Systematic reviews and meta-analyses: a step-by-step guide

Step 6

Critical appraisal of studies (quality assessment)

There is no consensus on the best way to assess study quality, but most methods encompass issues such as:

- Appropriateness of study design to the research objective

- Risk of bias

- Other issues related to study quality:

         - Choice of outcome measure

         - Statistical issues

         - Quality of reporting

         - Quality of the intervention

         - Generalisability

The consensus reporting guidelines for different study designs proposed by EQUATOR (http://www.equator-network.org/ ) are a useful starting point, but note these are guidelines for reporting of original studies, NOT for assessment of study quality. 
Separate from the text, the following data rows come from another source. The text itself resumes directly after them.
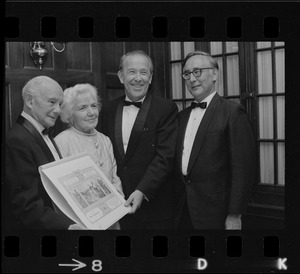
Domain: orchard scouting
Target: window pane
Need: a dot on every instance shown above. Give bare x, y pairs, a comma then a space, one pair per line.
179, 105
188, 47
279, 44
233, 83
176, 81
280, 69
265, 118
175, 51
237, 100
264, 72
215, 48
219, 83
266, 163
261, 45
188, 103
280, 117
281, 163
232, 46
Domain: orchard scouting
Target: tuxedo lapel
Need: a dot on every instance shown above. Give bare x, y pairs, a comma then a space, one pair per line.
39, 139
202, 131
138, 126
118, 128
182, 129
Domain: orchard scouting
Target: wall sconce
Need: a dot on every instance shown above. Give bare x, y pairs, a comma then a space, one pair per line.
39, 53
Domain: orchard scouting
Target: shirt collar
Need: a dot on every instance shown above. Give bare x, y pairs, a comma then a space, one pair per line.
207, 99
34, 122
141, 100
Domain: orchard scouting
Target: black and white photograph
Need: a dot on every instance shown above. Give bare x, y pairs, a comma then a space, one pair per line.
187, 109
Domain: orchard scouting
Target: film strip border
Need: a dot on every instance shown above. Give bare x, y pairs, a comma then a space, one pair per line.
108, 21
145, 252
86, 28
STROBE (http://www.strobe-statement.org)  also provides useful guidelines for good reporting of observational research, including checklists of items that should be included in this type of research.
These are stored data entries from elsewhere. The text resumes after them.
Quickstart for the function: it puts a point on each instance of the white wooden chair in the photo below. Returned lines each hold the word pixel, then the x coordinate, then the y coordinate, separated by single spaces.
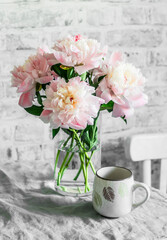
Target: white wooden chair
pixel 147 147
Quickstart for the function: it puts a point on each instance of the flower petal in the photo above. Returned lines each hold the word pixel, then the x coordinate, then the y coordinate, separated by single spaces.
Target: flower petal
pixel 26 99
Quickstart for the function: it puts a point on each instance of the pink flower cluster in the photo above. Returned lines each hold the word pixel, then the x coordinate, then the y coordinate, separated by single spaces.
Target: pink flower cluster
pixel 35 70
pixel 72 102
pixel 81 53
pixel 123 84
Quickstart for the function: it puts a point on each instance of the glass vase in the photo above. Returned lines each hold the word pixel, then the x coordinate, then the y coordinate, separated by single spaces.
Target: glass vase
pixel 75 166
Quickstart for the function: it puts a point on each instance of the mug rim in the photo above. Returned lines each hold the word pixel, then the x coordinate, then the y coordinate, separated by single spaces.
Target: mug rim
pixel 131 174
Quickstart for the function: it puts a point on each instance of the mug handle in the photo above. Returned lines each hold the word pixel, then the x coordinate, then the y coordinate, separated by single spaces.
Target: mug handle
pixel 146 188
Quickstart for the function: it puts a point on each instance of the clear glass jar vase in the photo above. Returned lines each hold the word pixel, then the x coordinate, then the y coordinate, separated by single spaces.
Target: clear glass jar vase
pixel 75 162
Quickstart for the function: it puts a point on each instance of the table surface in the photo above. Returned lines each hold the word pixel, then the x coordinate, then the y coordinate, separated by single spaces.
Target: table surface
pixel 35 212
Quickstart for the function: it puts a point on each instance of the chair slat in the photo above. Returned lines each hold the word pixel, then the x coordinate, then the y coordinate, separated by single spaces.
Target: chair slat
pixel 147 172
pixel 163 176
Useful resources for assessing quality of different study designs can be found here, and some specific examples are QUADAS for studies of diagnostic accuracy.

This article by Sanderson, Tatt and Higgins (2007) provides a review of the wide range of tools used to assess study quality. It does not recommend any specific tool for general use, but lists the domains which should be included [1) appropriate selection of participants 2) appropriate measurement of variables and 3) appropriate control of confounding, as well as considering design specific biases]. You may need to develop your own quality assessment tool, but do seek advice on the best method of quality assessment for your review.